La Falaise directed at least five motion pictures, among them two exotic productions about primitive life and customs: Kliou The Killer (1934, released 1936, also known as Kliou the Killer Tiger) and Legong: Dance of the Virgins (1933, released 1937, also known as Djanger: Love Rite of Bali).
He is probably better known, however, for being the third of film star Gloria Swanson's six husbands. They married on January 28, 1925, after meeting on the set of the Swanson film Madame Sans-Gêne, on which La Falaise was working as a translator. They were officially divorced in November 1931, at which time Swanson was several months pregnant by Michael Farmer, an Irish sportsman who would become her fourth husband. (Thinking her divorce from La Falaise was already finalized, the actress had married Farmer in August, which was technically bigamy, and was forced to remarry him, legally, in November.) Swanson did conceive a child with La Falaise but had an abortion; it was an action she regretted, according to her autobiography, Swanson on Swanson.

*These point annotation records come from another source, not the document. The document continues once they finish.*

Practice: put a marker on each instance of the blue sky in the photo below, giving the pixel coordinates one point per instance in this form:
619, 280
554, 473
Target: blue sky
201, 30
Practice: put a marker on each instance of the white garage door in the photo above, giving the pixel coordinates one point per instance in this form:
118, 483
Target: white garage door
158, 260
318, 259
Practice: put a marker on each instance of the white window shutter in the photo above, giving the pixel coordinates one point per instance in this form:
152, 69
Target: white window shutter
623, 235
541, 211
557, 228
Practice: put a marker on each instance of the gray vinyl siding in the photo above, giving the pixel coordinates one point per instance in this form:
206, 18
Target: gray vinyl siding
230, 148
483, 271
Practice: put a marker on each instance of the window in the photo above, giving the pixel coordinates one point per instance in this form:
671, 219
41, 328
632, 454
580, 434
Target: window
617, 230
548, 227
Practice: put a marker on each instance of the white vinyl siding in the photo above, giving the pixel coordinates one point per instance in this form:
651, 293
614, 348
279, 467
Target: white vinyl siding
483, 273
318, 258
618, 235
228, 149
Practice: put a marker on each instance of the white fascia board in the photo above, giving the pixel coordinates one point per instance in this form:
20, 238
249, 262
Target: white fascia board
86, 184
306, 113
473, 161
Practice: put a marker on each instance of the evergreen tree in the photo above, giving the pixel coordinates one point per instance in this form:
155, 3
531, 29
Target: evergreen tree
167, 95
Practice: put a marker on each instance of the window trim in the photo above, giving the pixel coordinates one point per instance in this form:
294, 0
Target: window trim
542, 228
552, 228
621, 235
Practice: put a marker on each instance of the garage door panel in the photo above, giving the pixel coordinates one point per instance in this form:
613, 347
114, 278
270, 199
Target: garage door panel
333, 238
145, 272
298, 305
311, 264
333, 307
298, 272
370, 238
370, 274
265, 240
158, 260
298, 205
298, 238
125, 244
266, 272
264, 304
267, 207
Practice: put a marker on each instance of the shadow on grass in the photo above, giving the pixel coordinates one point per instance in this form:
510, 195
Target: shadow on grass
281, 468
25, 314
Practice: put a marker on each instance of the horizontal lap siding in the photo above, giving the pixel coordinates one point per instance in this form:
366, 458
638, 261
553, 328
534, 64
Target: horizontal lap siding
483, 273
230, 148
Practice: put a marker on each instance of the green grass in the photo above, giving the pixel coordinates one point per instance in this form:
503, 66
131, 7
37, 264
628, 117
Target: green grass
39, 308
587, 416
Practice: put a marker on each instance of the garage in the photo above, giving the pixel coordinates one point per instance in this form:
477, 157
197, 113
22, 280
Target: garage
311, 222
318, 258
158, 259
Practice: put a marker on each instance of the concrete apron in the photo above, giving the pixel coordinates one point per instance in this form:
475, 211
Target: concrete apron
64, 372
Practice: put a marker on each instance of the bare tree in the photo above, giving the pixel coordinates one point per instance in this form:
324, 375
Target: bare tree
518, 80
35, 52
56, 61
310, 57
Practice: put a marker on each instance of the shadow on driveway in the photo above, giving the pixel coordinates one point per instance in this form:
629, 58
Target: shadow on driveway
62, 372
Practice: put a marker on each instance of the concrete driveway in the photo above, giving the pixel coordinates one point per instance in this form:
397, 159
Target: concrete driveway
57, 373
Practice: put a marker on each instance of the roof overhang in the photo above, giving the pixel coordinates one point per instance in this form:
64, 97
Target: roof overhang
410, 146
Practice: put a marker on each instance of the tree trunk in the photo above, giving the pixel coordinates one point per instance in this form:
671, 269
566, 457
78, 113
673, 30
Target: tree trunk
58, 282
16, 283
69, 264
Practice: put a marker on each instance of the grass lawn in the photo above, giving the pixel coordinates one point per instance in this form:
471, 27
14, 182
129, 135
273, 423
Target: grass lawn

In November 1931, days after his divorce from Swanson was finalized, La Falaise married film actress Constance Bennett and with her founded Bennett Productions, a film company for which he directedLegong: Dance of the Virgin (the silent movie was the first color movie filmed in Bali) and Kliou the Killer (filmed in present-day Vietnam and the last film produced in two-tone Technicolor). Both were reviewed with praise by American newspapers and have attracted the attention of film scholars in recent years for their authentic depiction of tribal life, narrative drama, and understated style. La Falaise also produced and directed three films for RKO, which were filmed in French and English versions: Echec au roi (Royal Be), Le fils d'autre (The Woman Between), and Nuit d'Espagne (Transgression). The couple divorced in 1940.
The marquis married, as his third wife, Emmita Rodriguez de Roeder, a Brazilian socialite. He had no children by any of his marriages.
The Marquis de La Falaise was awarded the Croix de Guerre for heroism during World War I and received another for bravery during World War II, while he was attached to the British 12th Royal Lancers. In 1943, he published "Through Hell to Dunkirk," a memoir of his war experiences.
He may also have written a film script for Gloria Swanson called Paris Luck, a 1927 work that bore the name of Robert Bailly.